Beautiful, moving street art.

I’m kidding! Look again at the photo; the windows are painted over as well!

While riding in those subway cars, one felt like an animal in a cage, but we could not look out.

Saul J. Rothenberg,

  Rochdale Village

U.S. cannot back down from threats

I believe that war with Iran in the near future is unlikely [“Danger of Iran saber-rattling,” Editorial, May 20]. America doesn’t want it, and I think the believers in jihad who seek an Islamist caliphate have some leaders who understand that a conflict fought with modern weapons will lead to their destruction.

For 40 years, Iran often has exported terrorism without being called to account. Millions died after Adolf Hitler’s enemies failed to stand against him when his military was weak. The weakness of the West allowed Josef Stalin, leader of a devastated Soviet Union, to threaten the world with nuclear war. Daring American leaders were bold and tough enough to bring an end to Soviet threats not with war, but through economics.

President Donald Trump ended U.S. participation in the awful 2015 Iran deal with Western nations. He warned Iran’s leaders that if they attack, our forces in the region will unleash “the official end of Iran.”

World War II should be a lesson to our democracy that, though war is hell, we must never permit the threat of attack by brutal enemies to cause us to turn our backs in surrender.

Bernard A. Bilawsky,

  North Massapequa

Key to immigration is legal entry to U.S.

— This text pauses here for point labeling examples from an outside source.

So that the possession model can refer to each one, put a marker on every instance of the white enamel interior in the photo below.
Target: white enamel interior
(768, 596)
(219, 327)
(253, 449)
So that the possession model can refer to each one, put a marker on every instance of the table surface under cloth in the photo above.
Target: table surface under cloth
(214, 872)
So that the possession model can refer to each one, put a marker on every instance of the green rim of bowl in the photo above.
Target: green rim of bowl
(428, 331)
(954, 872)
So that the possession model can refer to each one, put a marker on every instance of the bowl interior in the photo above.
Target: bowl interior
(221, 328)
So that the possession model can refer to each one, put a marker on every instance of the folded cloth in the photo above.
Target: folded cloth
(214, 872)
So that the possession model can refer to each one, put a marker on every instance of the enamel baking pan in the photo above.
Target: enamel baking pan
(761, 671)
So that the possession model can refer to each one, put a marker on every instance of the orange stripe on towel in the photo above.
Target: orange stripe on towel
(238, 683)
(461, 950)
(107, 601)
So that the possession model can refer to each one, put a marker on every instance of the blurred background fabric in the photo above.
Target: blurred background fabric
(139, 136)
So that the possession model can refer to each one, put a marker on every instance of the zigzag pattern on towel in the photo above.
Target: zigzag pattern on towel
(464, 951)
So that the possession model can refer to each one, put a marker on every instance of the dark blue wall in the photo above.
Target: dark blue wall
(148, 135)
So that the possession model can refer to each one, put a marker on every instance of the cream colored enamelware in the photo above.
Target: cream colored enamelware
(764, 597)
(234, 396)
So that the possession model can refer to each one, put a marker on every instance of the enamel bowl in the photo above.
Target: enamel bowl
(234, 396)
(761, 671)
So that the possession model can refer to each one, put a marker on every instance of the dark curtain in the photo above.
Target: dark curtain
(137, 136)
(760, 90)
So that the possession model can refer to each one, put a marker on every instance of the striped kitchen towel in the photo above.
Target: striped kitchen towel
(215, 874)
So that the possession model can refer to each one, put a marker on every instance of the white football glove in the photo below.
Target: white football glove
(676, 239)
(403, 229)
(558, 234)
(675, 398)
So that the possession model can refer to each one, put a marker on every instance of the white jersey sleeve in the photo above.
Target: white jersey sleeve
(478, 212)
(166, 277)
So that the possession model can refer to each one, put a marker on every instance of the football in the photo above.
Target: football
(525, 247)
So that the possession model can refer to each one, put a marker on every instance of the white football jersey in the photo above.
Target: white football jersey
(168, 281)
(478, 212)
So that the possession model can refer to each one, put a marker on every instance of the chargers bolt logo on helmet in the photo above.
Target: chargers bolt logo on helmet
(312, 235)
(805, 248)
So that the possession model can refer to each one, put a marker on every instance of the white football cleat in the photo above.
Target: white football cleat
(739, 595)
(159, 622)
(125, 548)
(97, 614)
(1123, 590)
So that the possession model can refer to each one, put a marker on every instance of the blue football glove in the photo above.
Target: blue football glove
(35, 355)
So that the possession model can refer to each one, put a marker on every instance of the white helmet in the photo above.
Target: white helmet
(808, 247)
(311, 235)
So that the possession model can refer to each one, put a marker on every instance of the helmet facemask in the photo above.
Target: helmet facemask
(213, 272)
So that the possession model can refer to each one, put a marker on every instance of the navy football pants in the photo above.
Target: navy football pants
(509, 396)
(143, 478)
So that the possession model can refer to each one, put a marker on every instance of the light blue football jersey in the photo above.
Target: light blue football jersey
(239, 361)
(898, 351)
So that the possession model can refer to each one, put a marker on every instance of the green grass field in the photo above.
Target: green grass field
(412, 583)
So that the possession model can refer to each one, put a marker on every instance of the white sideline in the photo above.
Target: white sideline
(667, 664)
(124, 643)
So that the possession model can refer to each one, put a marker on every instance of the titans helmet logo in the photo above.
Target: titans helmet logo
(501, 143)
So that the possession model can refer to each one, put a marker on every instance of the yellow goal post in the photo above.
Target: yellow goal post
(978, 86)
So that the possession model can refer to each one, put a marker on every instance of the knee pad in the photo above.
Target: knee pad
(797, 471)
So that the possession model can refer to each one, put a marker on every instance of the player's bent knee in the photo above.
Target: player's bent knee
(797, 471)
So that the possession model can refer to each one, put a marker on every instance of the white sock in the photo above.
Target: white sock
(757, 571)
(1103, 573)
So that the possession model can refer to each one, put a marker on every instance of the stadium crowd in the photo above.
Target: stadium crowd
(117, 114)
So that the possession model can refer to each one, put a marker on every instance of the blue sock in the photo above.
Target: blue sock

Our nation was built by immigrants who came here legally. They learned the English language and were proud to do so, worked hard by bringing their trades with them or by learning one to support their families. They had pride in what they did and learned.

The current influx of immigrants who are here illegally and the acceptance of them insult and dishonor those who came legally. I agree with the writer of the May 22 letter “Wary of Trump immigration proposal” that parents of immigrants should be allowed in to keep the family structure, but only if done legally.